Recent developments have been slowed down and slowed down. This comes as a deepening trade war with the United States looks set to hit China's export machine.
A product of the economy of the economy.
product 6.7 percent in the second
quarter of a year earlier, compared with the 6.8 percent
in the previous three quarters.
"The synchronized slowdown in domestic and external demand is likely to grow in the second half," said Lian Ping, chief economist at Bank of Communications.
Lian said he expected growth in the fourth quarter, bringing full-year growth to 6.7 percent – above the government's target of around 6.5 percent.
China's Commerce Ministry on Thursday warned the proposed US tariffs would hit international supply chains, including foreign companies in the world's second-largest economy.
POLICY SUPPORT EXPECTED
Faced with a slowdown in domestic demand and the potential of the trade war, Chinese policymakers are likely to step up policy support for the economy and soften their stance on deleveraging.
The People's Bank of China, which has cut banks, has recently been replaced by "deleveraging" with "structural deleveraging," a change that suggests less harsh curbs on debt.
The central bank also said it will keep liquidity "reasonably ample", a shift from the previous wording of "reasonably stable".

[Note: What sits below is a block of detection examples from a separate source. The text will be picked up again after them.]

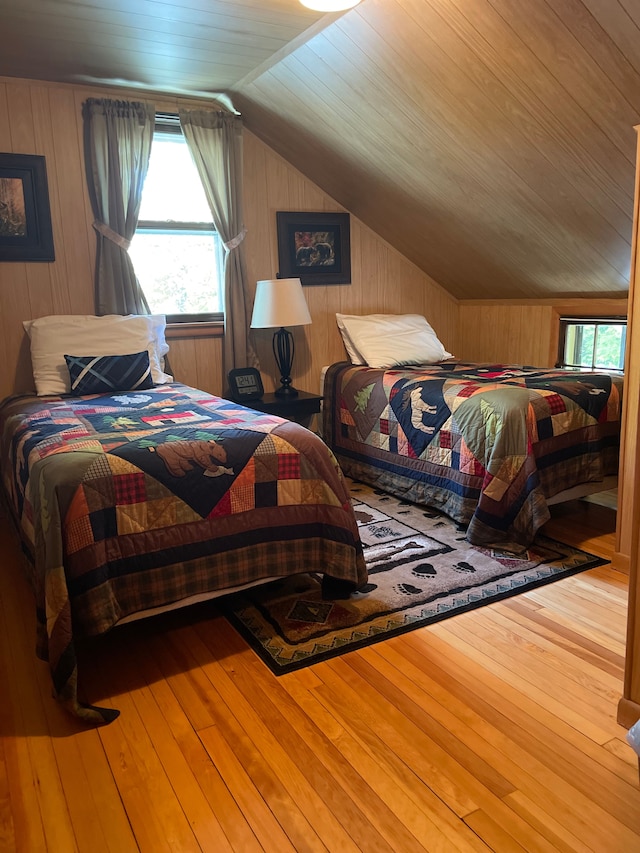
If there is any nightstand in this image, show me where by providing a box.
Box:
[248,391,322,427]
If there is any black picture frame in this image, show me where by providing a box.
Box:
[276,211,351,285]
[228,367,264,403]
[0,153,55,262]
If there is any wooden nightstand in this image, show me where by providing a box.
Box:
[248,391,322,427]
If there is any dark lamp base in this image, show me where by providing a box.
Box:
[274,385,298,397]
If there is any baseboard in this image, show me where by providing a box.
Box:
[618,697,640,729]
[611,551,631,575]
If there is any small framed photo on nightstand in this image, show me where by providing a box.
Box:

Chinese currency and equity markets have been volatile ahead of July 6, when US tariffs on $ 34 billion worth of Chinese goods are set to kick in, with the yuan losing about 3.3 percent in June against the dollar – its worst month on record .
Beijing has said it would be expensive with tariffs on U.S. products.
"On monetary policy, we expect the PBoC to be more flexible in the future." Nomura economists said they expected the PBoC to deliver at least one more RRR cut before year-end, likely by 100 basis points and increase direct funding to the real economy through other liquidity injection tools, such as the supplementary lending facility.
Despite the economic uncertainty, China is comfortable with a weakening yuan, policy insiders told Reuters, and will intervene only to prevent any further delays and destabilizing declines or to restore market confidence, as the economy loses momentum and faces further trade risks.
China releases second quarter GDP on July 16, along with June industrial output, retail sales, property sales and investment, and fixed asset investment data.
Economists in the sample GDP grew 1.6 percent quarter-on-quarter, versus 1.4 percent in the first quarter.